In six seasons with the Jaguars he played in 69 games while starting seven of them. Boyer recorded 10 sacks and 114 tackles during his tenure with the team.

=== Cleveland Browns ===
In 2001, Boyer signed with the Cleveland Browns. On February 19, 2004, Boyer re-signed with the browns on a four-year deal worth around $4.2 million.
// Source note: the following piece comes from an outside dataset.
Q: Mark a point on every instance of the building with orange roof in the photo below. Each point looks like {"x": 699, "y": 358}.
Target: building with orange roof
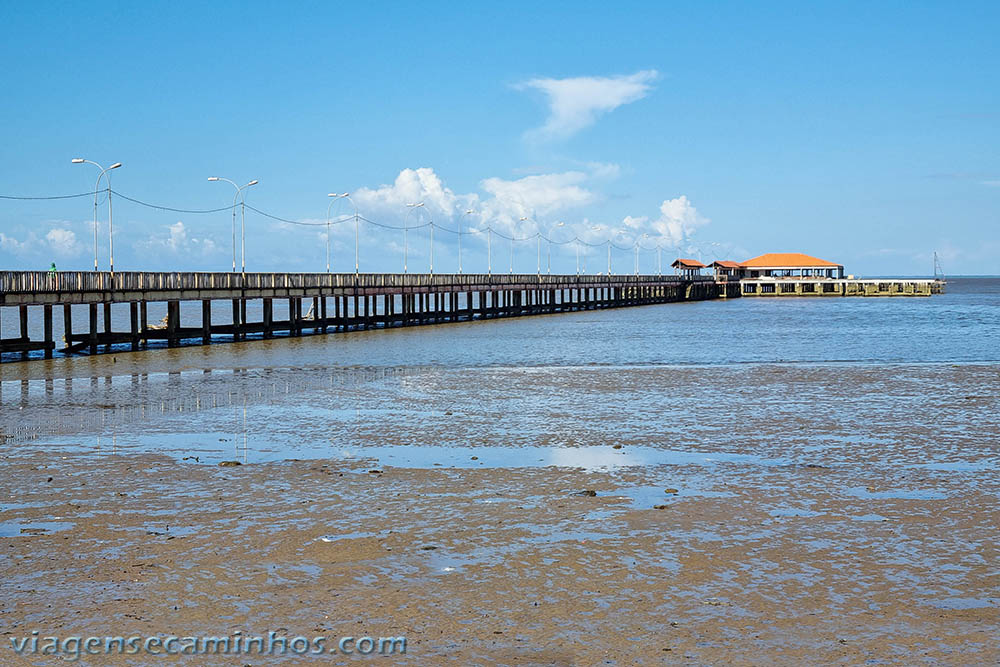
{"x": 790, "y": 265}
{"x": 688, "y": 268}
On August 30, 2004, Boyer was moved to injured reserve which ended his 2004 campaign and subsequently his career.

In four seasons with the Browns he played in 47 games and started ten, the most of which coming in 2003. He recorded 207 total tackles and thirteen tackles for loss.

==NFL career statistics==

Legend
| Bold | Career high |

| Year | Team | Games |  | Tackles |  |  |  | Interceptions |  |  |  | Fumbles |  |  |  |
| GP | GS | Comb | Solo | Ast | Sck | Int | Yds | TD | Lng | FF | FR | Yds | TD |
| 1994 | MIA | 14 | 0 | 2 | 1 | 1 | 0.0 | 0 | 0 | 0 | 0 | 0 | 0 | 0 | 0 |
| 1995 | JAX | 2 | 0 | 0 | 0 | 0 | 0.0 | 0 | 0 | 0 | 0 | 0 | 0 | 0 | 0 |
| 1996 | JAX | 12 | 0 | 5 | 4 | 1 | 0.0 | 0 | 0 | 0 | 0 | 0 | 0 | 0 | 0 |
| 1997 | JAX | 16 | 2 | 24 | 18 | 6 | 1.5 | 0 | 0 | 0 | 0 | 0 | 0 | 0 | 0 |
| 1998 | JAX | 11 | 0 | 12 | 10 | 2 | 1.0 | 0 | 0 | 0 | 0 | 0 | 0 | 0 | 0 |
| 1999 | JAX | 16 | 0 | 41 | 33 | 8 | 4.0 | 1 | 5 | 0 | 5 | 0 | 0 | 0 | 0 |
| 2000 | JAX | 12 | 5 | 32 | 25 | 7 | 3.5 | 1 | 12 | 0 | 12 | 0 | 0 | 0 | 0 |
| 2001 | CLE | 16 | 2 | 79 | 60 | 19 | 0.0 | 2 | 12 | 0 | 8 | 0 | 0 | 0 | 0 |
| 2002 | CLE | 16 | 1 | 62 | 51 | 11 | 3.0 | 1 | 1 | 0 | 1 | 0 | 0 | 0 | 0 |
| 2003 | CLE | 15 | 7 | 66 | 46 | 20 | 0.0 | 1 | 4 | 0 | 4 | 0 | 0 | 0 | 0 |
|  |  | 130 | 17 | 323 | 248 | 75 | 13.0 | 6 | 34 | 0 | 12 | 0 | 0 | 0 | 0 |

== Coaching career ==

=== NFL Coaching Intern ===
Boyer began his coaching career as a training camp intern for the Cleveland Browns in 2009 and for the New York Giants as a training camp intern in 2010.

=== Indianapolis Colts ===
From 2012 to 2015 Boyer worked with the Indianapolis Colts special teams. There he worked with all-pros Pat McAfee and Adam Vinatieri.

=== New York Jets ===
On February 2, 2016, Boyer was named the special teams coordinator for the New York Jets. In 2021, despite the Jets 4–13 record, Boyer's special teams squad ranked 2nd in the NFL according to DVOA.

=== San Francisco 49ers ===
After nine years with the Jets, Boyer was named special teams coordinator for the San Francisco 49ers on January 27, 2025.